ISAACS: That's right. It could be thousands, and they're not necessarily well defined apart from each other. What then happens is that when you observe the system you find the electron or the particle in only one particular place. What's said to happen is that that realm of possibilities which was inherent in the situation becomes collapsed from being diffused out, almost like some kind of spatial cloud, into one particular event, and hence we talk of the collapse of the state vector.

MISHLOVE: There's a sense, then, in which the very physical world, as we observe it -- all of this nuts and bolts and knock on wood, etcetera -- is actually created by our act of observing it.

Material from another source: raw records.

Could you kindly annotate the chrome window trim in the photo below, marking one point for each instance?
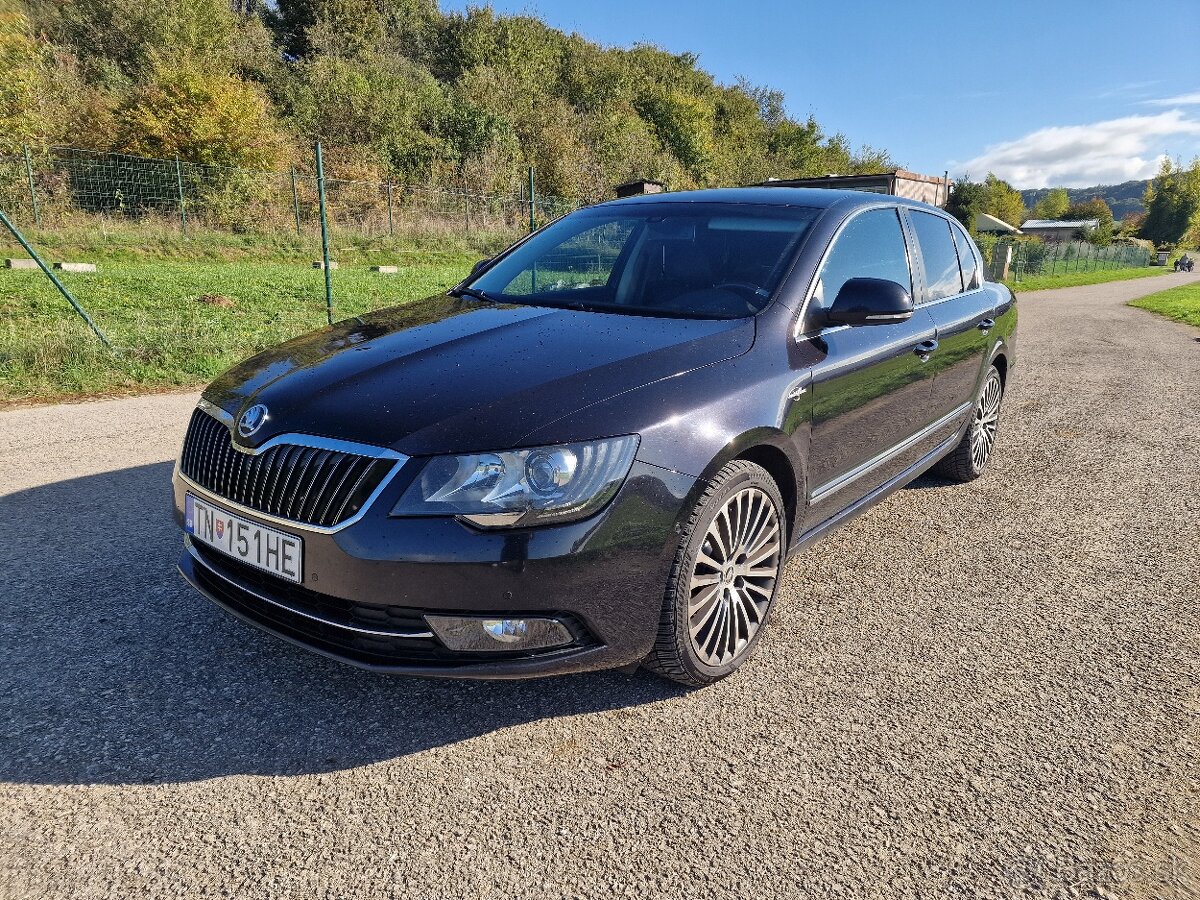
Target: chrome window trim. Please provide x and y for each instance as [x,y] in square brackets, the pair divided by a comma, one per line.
[847,478]
[370,633]
[315,442]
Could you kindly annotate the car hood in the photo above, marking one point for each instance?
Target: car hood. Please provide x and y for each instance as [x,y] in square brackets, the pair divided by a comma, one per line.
[449,375]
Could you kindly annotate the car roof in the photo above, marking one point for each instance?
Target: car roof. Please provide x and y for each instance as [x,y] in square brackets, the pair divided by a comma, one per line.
[766,196]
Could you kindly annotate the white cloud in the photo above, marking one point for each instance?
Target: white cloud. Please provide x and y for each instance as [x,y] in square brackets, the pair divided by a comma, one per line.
[1081,155]
[1182,100]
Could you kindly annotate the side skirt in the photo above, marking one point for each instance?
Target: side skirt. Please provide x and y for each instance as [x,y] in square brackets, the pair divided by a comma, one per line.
[918,468]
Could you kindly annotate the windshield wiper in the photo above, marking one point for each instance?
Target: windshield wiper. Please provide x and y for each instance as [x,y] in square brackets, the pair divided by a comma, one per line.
[474,294]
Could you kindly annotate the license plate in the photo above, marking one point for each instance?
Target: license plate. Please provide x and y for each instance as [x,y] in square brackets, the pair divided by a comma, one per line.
[261,547]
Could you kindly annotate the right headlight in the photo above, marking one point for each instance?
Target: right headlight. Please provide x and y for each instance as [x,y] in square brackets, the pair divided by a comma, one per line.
[521,487]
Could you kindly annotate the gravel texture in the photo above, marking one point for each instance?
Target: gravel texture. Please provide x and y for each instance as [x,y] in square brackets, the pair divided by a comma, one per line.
[984,691]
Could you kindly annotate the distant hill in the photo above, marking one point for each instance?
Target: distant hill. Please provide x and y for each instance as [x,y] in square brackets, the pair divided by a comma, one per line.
[1123,198]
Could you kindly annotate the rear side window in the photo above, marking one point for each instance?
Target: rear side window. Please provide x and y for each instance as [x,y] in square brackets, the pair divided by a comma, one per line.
[969,262]
[870,246]
[942,274]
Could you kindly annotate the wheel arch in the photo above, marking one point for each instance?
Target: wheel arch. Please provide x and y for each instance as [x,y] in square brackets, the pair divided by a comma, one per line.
[774,451]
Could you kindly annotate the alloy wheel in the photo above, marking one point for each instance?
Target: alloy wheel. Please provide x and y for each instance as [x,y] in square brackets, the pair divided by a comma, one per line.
[735,576]
[987,418]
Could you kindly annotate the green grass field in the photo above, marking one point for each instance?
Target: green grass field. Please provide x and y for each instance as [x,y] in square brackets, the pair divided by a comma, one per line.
[179,324]
[1073,280]
[181,309]
[1181,304]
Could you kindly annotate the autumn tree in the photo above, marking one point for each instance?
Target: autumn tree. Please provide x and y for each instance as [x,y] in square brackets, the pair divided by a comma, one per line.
[1054,205]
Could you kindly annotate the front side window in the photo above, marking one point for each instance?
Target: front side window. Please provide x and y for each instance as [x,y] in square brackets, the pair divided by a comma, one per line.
[942,274]
[682,259]
[870,246]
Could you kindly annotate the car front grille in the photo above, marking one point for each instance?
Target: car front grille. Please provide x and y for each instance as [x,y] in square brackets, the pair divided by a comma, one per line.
[303,484]
[363,633]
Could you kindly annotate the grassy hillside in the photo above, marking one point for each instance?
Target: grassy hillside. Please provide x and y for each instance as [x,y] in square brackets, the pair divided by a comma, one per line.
[1181,304]
[181,323]
[397,93]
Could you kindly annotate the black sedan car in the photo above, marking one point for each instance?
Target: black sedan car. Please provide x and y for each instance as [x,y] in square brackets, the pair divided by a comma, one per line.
[598,450]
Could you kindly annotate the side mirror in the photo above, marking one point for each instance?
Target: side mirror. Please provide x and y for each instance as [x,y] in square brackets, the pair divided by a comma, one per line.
[870,301]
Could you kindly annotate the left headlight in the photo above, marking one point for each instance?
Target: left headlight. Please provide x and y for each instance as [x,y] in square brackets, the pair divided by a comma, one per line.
[521,487]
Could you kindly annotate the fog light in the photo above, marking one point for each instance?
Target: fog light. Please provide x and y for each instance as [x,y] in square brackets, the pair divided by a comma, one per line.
[471,633]
[507,630]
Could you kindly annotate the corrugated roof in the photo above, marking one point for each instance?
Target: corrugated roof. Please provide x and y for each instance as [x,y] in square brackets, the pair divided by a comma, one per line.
[1056,223]
[990,223]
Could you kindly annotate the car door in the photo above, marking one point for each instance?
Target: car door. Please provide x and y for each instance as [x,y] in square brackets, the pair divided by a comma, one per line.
[871,387]
[960,307]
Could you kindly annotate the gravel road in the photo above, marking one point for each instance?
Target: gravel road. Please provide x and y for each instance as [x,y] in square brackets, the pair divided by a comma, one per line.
[985,690]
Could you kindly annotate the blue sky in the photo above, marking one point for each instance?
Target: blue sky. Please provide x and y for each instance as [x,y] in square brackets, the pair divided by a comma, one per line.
[1054,93]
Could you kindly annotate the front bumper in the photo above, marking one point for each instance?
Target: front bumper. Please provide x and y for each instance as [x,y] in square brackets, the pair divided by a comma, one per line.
[367,586]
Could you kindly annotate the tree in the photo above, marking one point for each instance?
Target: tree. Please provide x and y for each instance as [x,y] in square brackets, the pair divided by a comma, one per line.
[1097,209]
[135,36]
[1054,205]
[966,201]
[203,117]
[1173,203]
[1002,201]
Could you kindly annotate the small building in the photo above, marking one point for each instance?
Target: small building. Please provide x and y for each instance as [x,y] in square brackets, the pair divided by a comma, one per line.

ISAACS: That is a very interesting viewpoint, because working in psychokinesis one is very aware of the way that events are being created, apparently by people's conscious or unconscious intention. The idea is around in parapsychology that perhaps large aspects of the world are created by people, and that maybe what we're living in is a mind-dominated universe where the human race has come to a consensus as to what things should be like, and the world therefore operates along those lines. And if as a group we totally changed our minds, then the planet might operate in a different way. This kind of viewpoint was first really clearly summed up by the German philosopher Kant, who said that it's only human beings who impose the notion of space and time on what is really a sort of smeared-out existence without things being separate from each other -- very much as the English philosopher and physicist David Bohm talks about it, in his notion of the implicate order, in which the universe exists most of the time, and what we see are just eruptions out of this sort of void.

MISHLOVE: In other words, we have a physical world, or we observe the world around us to be physical. We have the laws of physics. But in effect, all of our laws of physics, all of our observations, are generated by our brains, or by our nervous systems, or perhaps by our minds.

ISAACS: That's true. When you say "by our minds," one of the things that interests me in the parapsychological theories of the existence of minds separate from bodies is that parapsychologists have wanted to produce a picture of the mind which is more detailed, and especially more detailed in talking about the relationship between the mind and the brain, than anybody ever has done so before. And there were two British theoreticians, Thouless, who was a professor at Cambridge University, and V.P. Weisner, who was also at Cambridge, who produced a theory of dualism, which said that the mind in its relationship to its brain uses psychokinesis, the ability to affect matter, to initiate the voluntary action of the body, and uses ESP to scan the brain. In this case the brain becomes this very sophisticated sensory system for scanning its environment, preprocessing information, and then displaying it to the mind entity, which reads the information off the surface of the cortex by ESP. This is an important theory, because in some final sense it gives a place for ESP and psychokinesis. It gives a reason why they should be in the world, because otherwise they just appear to be rather strange and bizarre, rather meaningless peripheral features of the world.

MISHLOVE: It also suggests then that any individual who is able to use their brain to function in the world is automatically psychic, at least internally, within themselves.

ISAACS: That's right. And the problem of using psychic ability becomes the problem of taking the attention of the mind entity away from the brain and going directly into the physical world, as in clairvoyance, or maybe into somebody else's brain or perhaps somebody else's mind, as in telepathy, and then, if you are able to take your mind power, so to speak, and use it directly on the physical world, you then have psychokinesis.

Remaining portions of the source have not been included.